Pile the flour, ground almonds, and seeds into a large bowl with a pinch of sea salt and make a well in the middle. Chop and add the rosemary. Crack in the eggs, add the illicit Marmite if you have it, and beat together, then pour in the yeast mixture. Whisk to bring in the flour from the edges until combined. Pour into the pan and bake 45 minutes, or until the top is brown and a skewer tester comes out clean. Transfer to a rack and let it cool 20 minutes before serving.

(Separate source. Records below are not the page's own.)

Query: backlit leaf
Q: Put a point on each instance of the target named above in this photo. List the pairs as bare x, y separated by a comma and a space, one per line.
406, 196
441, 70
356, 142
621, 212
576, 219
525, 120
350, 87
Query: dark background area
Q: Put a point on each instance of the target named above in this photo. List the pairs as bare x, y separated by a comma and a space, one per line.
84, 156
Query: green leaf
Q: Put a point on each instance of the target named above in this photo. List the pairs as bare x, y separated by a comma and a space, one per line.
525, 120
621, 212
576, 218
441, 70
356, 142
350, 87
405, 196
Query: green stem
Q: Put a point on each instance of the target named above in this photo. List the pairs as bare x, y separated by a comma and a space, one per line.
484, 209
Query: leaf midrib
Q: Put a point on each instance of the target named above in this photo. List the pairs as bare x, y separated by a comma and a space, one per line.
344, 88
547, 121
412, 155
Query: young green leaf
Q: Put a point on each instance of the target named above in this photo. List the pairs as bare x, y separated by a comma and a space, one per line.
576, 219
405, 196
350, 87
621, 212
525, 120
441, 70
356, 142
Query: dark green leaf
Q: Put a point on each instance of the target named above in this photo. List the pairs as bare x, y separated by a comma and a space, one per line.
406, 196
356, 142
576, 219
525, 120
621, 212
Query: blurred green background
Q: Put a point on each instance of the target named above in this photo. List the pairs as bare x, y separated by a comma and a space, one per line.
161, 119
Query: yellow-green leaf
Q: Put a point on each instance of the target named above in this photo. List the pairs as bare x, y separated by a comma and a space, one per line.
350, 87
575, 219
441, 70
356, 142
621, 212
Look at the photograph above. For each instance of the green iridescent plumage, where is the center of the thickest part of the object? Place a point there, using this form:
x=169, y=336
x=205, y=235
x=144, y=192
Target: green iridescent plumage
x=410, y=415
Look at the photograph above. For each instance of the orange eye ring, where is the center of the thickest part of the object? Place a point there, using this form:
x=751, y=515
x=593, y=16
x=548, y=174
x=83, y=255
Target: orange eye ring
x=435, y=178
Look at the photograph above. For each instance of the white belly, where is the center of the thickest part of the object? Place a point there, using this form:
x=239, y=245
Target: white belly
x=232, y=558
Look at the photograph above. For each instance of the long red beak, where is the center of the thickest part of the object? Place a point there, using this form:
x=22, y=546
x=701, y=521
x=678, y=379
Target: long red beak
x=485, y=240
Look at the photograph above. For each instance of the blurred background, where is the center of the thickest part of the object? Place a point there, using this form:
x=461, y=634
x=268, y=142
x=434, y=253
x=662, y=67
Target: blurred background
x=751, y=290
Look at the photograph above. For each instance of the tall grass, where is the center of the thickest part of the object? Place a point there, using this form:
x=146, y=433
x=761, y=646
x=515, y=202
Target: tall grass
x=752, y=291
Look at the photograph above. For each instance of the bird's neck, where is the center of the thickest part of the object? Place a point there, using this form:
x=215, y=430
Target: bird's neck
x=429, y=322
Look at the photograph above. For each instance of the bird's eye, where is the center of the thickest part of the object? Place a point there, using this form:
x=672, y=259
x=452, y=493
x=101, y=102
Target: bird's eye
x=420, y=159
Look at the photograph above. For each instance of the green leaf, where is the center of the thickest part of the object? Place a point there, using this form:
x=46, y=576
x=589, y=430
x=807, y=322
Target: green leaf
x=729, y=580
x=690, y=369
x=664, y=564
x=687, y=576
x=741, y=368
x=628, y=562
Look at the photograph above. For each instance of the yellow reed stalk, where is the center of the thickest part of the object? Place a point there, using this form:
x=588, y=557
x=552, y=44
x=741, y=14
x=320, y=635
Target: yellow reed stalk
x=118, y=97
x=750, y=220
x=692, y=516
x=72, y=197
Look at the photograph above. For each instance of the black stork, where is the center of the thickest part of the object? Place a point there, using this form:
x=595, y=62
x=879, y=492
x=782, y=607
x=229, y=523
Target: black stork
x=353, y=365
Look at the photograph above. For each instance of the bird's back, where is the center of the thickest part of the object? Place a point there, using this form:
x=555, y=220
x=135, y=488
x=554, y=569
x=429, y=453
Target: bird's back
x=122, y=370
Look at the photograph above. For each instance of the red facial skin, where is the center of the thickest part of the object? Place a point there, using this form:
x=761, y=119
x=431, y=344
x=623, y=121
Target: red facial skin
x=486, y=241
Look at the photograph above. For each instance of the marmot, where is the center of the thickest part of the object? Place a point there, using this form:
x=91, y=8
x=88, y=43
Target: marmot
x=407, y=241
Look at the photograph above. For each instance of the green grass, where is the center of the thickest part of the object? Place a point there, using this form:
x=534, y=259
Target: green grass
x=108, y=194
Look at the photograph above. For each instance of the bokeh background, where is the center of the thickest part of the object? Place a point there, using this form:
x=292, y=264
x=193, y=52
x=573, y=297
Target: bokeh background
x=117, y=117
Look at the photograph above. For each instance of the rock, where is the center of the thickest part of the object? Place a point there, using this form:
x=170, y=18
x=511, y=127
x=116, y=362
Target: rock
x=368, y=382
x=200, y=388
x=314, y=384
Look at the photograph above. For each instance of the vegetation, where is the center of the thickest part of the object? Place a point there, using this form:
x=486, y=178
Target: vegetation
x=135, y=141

Results: Sorry Jamie, I adore you, and maybe it was my udad flour, but this loaf was beyond bland. Think banana bread without the bananas and sugar, and then dull that down another 5 notches. This loaf is not to be eaten on its own. But it’s uber healthy — high protein, a huge portion of seeds with those good fats in — all you January-lovers (weirdos) should be over the moon with this. And it was hugely filling, so you won’t snack on Hershey’s kisses from last Easter, just as a not-so-random example. So bottom line — it’s all about what you top this blandy-blech-bread with (and choosing butter might just erase all that other goodness). Here’s what I did with mine. Ooh, and I should have paired it with an anti-January wine! The options get better and better, and Jamie suggests even more interesting toppings than what I did. Rating: 1 Yum, and it really only gets that because you can top it with great stuff and for the health factor.